Spectral Diffusion for Sampling on ${\rm SU}(N)$
Gurtej Kanwar, Octavio Vega
TL;DR
This work extends score-based diffusion models to SU(N) group manifolds to address ensemble generation in lattice field theory. It introduces SU(N) specific constructions: (i) efficient sampling via the SU(N) heat kernel, with wrapped normal and Weyl character representations, and (ii) group-valued score matching and a reverse transport framework to realize unbiased sampling on the group. The authors demonstrate the method on toy SU(2) and SU(3) targets, showing accurate density reproduction and high effective sample sizes after reweighting.
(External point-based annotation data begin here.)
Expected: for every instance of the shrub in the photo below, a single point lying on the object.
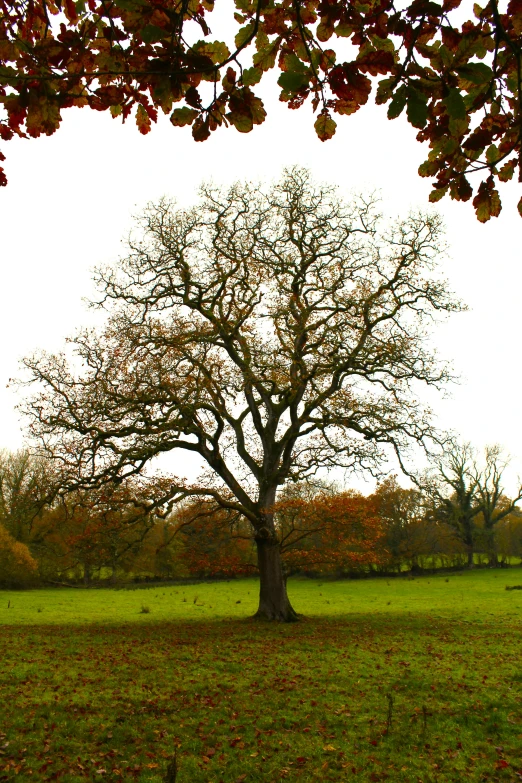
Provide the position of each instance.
(18, 568)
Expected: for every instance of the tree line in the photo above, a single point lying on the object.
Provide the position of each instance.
(277, 333)
(458, 516)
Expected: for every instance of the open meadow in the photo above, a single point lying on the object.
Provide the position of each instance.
(397, 680)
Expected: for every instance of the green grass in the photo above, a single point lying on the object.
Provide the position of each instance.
(92, 688)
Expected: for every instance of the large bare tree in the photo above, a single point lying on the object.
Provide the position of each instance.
(273, 332)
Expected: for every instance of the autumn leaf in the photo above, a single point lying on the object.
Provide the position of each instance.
(142, 120)
(184, 116)
(325, 126)
(487, 202)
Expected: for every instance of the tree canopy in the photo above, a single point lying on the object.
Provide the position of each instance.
(454, 67)
(273, 332)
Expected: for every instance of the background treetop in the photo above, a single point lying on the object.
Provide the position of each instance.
(455, 69)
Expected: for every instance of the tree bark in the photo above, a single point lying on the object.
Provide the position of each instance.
(273, 598)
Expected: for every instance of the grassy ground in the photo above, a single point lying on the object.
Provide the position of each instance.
(400, 681)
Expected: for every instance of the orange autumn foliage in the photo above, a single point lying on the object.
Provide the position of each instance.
(17, 566)
(330, 531)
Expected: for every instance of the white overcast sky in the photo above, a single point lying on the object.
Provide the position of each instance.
(71, 198)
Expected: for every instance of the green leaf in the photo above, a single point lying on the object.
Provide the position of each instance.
(184, 116)
(437, 194)
(507, 171)
(325, 126)
(150, 33)
(476, 73)
(417, 108)
(217, 51)
(251, 76)
(455, 106)
(397, 104)
(293, 81)
(265, 58)
(243, 34)
(492, 153)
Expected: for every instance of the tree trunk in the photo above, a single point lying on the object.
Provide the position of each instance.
(273, 598)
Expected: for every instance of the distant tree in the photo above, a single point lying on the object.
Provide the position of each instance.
(273, 333)
(24, 487)
(410, 534)
(454, 491)
(508, 536)
(471, 498)
(17, 566)
(494, 505)
(455, 68)
(215, 542)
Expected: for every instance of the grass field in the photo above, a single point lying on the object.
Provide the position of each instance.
(394, 680)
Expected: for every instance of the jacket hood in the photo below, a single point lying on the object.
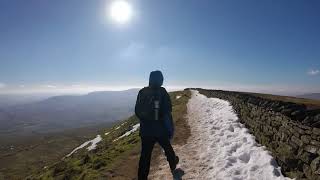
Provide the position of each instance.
(155, 79)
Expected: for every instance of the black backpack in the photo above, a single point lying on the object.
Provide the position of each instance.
(148, 106)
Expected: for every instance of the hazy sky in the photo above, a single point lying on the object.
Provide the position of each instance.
(268, 46)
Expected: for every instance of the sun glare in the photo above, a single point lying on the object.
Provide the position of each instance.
(120, 11)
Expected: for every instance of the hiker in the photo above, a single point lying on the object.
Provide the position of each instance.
(153, 108)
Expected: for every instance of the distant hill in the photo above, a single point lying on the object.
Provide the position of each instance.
(310, 96)
(69, 111)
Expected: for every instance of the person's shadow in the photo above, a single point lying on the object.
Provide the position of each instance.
(177, 174)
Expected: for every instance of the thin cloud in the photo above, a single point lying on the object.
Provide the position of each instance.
(133, 50)
(50, 86)
(313, 72)
(2, 85)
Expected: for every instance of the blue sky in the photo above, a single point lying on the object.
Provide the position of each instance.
(65, 45)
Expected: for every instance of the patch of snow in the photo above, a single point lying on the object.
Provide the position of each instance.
(93, 145)
(134, 128)
(219, 147)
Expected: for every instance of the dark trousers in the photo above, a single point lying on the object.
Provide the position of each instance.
(147, 144)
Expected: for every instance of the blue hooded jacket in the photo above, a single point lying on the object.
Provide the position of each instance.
(163, 127)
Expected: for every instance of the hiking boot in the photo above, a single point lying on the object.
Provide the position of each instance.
(175, 164)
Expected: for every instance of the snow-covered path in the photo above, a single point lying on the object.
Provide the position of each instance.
(220, 147)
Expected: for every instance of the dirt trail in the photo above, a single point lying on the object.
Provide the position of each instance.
(219, 147)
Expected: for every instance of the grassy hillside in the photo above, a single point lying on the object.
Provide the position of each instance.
(22, 154)
(310, 103)
(113, 158)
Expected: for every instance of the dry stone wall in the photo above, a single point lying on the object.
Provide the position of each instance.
(290, 131)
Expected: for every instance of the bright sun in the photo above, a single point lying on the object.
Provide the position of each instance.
(120, 11)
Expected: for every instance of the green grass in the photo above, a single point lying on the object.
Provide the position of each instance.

By providing explicit tooling for the SU(N) heat kernel and a stable training pipeline, this approach lays the groundwork for diffusion-based sampling in full SU(N) lattice gauge theories, including lattice QCD, offering a potentially scalable alternative to traditional Hybrid Monte Carlo methods.
Abstract
Although ensemble generation remains a central challenge in lattice field theory simulations, recent advances in generative modeling may offer a path to accelerated sampling in these contexts. In this work, we implement a framework for efficiently training diffusion models acting on ${\rm SU}(N)$ degrees of freedom, adapting the traditional score matching technique to the group manifold. We demonstrate that our models can effectively reproduce several target densities, resulting in precise unbiased expectation values. These results mark a step for diffusion models towards modeling full ${\rm SU}(N)$ lattice field theories, including lattice Quantum Chromodynamics.